The University of Minnesota appealed in November a $1 million award to Jimmy Williams.

The Minnesota Supreme Court will begin hearing oral arguments May 3 to review last year’s verdict that awarded Jimmy Williams $1 million after the University of Minnesota’s athletic department recanted a job offer to serve under Tubby Smith as an assistant coach in 2007.

When the University announced it would appeal to the state’s highest court in November, General Counsel Mark Rotenberg released a statement saying that, if allowed to stand, the $1 million lawsuit against Smith and the University “has the potential to harm the University now and in the future.”

In December, Williams’ attorneys released a statement asking the court to deny the University’s appeal, claiming it was an attempt to further drag out the process.

“That the University would risk turning this case into something it is not simply to invoke one more judicial forum in which to litigate Mr. Williams may speak to the University’s motivations,” attorney Donald Chance Mark Jr. said in the statement.

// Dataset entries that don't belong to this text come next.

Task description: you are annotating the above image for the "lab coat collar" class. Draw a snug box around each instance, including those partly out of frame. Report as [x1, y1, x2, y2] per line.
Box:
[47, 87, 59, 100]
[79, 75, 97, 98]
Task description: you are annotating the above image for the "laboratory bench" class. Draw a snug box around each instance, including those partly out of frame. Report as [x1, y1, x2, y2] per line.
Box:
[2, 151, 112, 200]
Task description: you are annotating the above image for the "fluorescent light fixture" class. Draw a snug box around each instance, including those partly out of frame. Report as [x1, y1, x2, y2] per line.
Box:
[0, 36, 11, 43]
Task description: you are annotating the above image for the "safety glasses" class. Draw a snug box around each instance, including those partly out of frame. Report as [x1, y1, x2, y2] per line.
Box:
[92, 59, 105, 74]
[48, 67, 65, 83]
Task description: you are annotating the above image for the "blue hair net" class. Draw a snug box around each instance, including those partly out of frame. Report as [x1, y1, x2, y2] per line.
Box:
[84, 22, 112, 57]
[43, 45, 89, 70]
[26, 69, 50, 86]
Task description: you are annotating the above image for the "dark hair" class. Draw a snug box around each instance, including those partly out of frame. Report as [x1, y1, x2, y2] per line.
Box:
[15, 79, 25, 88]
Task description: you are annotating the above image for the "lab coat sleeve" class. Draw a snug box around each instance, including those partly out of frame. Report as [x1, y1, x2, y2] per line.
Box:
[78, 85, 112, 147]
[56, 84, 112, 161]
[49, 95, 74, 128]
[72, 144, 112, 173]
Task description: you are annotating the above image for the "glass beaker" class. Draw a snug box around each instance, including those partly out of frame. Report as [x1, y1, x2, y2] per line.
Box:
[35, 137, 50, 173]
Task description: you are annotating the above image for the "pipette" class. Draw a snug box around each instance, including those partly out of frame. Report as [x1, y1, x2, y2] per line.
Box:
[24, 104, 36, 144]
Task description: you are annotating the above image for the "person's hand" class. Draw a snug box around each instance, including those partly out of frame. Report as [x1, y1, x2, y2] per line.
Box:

Williams was an assistant coach at Oklahoma State University in the spring of 2007 when Smith, who was hired to coach Minnesota in March 2007, contacted Williams to offer a potential job.

Athletics director Joel Maturi, citing Williams’ previous NCAA violations when he was an assistant at Minnesota from 1971 to 1986, denied Smith’s decision to hire Williams.

Williams had already formally quit his job at Oklahoma State when he heard of Maturi’s decision, and subsequently sued Smith and the University.

“The University needs to be able to hire the right people for the right jobs,” Rotenberg said when announcing the appeal in November. “This individual, who had a history of multiple serious NCAA violations in the basketball program, was not considered the right guy for the job.”